Usually I “blog ahead.” I try to write my posts at least a day ahead and just do a little fine tuning before posting them in the morning. Most of my writing happens during nap time, after the kids’ bedtime or in the wee hours of the morning when Doodle decides to wake up unnecessarily early (as he has been doing for the past two weeks).
But yesterday it didn’t happened at nap time, instead I did something I haven’t done in a long time: I took a nap too. For the 45 minutes Doodle actually slept, of course leaving me groggy and miserable the rest of the day. At bedtime? I went to bed too.
I’ve been tired lately. Just plain tired. It makes me grumpy, easily agitated and less than motivated. We got back from a 10-day adventure visiting hubby’s family on Monday morning and I’ve not done much since.
But it wasn’t just the trip that wiped me out, it’s life. I called hubby yesterday morning crying after I yelled at the girls when they wouldn’t follow directions and the frustration just spewed out of me. I’m not just physically exhausted, I’m tired of the way things are.
I’m tired of constantly taking care of other people and their needs while no one looks after mine and I’m tired of not having enough time or energy to look after myself.
I’m tired of doing it all and dong it alone. I have no one to help out and no one I can rely on when I desperately need help. I’m on my own and just plain lonely most of the time.
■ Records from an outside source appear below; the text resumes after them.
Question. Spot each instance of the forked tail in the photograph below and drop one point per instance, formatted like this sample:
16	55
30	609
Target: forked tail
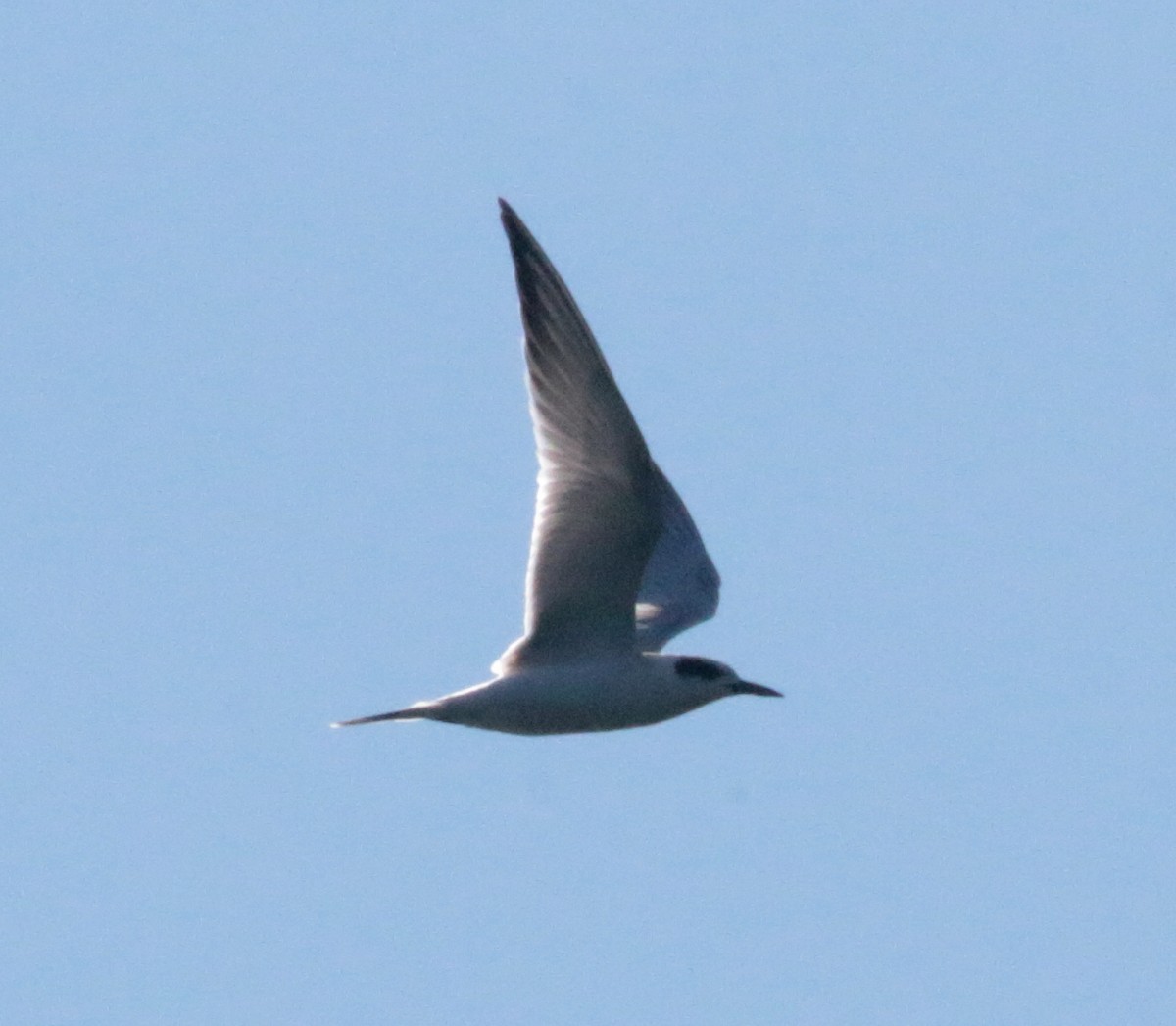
411	713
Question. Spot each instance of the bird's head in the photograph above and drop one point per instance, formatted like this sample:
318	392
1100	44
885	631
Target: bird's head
717	676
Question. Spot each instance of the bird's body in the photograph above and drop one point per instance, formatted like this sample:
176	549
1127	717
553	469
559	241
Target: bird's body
570	698
616	564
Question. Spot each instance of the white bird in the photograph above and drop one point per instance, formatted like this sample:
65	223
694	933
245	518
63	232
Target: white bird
616	564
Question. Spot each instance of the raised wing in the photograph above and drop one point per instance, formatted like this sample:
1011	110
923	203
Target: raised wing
680	586
600	505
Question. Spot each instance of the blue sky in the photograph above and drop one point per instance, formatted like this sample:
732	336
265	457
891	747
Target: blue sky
889	288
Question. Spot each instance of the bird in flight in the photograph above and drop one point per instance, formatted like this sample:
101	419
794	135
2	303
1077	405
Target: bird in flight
616	564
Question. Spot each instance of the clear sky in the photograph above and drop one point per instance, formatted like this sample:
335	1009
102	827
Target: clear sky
891	291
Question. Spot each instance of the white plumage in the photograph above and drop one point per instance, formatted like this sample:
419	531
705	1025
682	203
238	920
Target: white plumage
616	564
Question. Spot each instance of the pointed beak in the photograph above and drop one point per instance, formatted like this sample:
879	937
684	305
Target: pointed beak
746	687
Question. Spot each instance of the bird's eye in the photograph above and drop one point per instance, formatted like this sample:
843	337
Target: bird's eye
694	666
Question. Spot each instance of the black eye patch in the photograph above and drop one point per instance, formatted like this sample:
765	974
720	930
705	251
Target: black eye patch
694	666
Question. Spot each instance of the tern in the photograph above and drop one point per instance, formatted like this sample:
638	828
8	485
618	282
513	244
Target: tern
616	566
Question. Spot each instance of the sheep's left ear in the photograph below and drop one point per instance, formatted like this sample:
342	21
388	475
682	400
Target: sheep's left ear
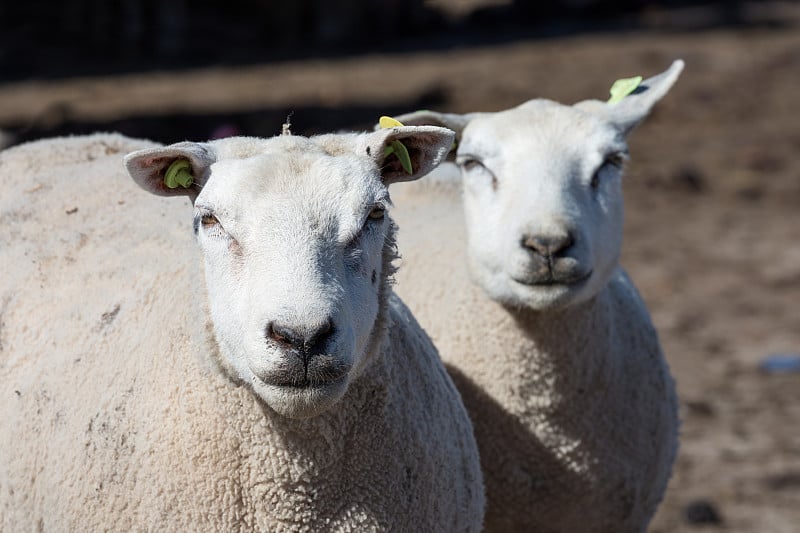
631	110
427	146
150	167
I’m tired of the house being criticized for my housekeeping but just don’t care enough to do it while managing three little ones and all their constant needs.
I’m tired of not being able to complete even the simplest tasks like doing the dishes or going to the bathroom without having to put out fires.
I’m tired of the arguing. Oh, the arguing! The constant questions, pushback and arguing I get from girls about every.single.thing I ask them to do.
I’m tired of dreaming of all the things I WANT to do and being unable to achieve any of it because even the thought of trying with three little helpers is overwhelming.
I’m tired. Just plain tired. I need a vacation from it. But not like I usually get where I’m still wholly responsible for my kids and their needs which is definitely not a vacation at all. I want to be with my kids, I just don’t want to deal with the screaming, arguing, cooking, cleaning and non-sense all the time.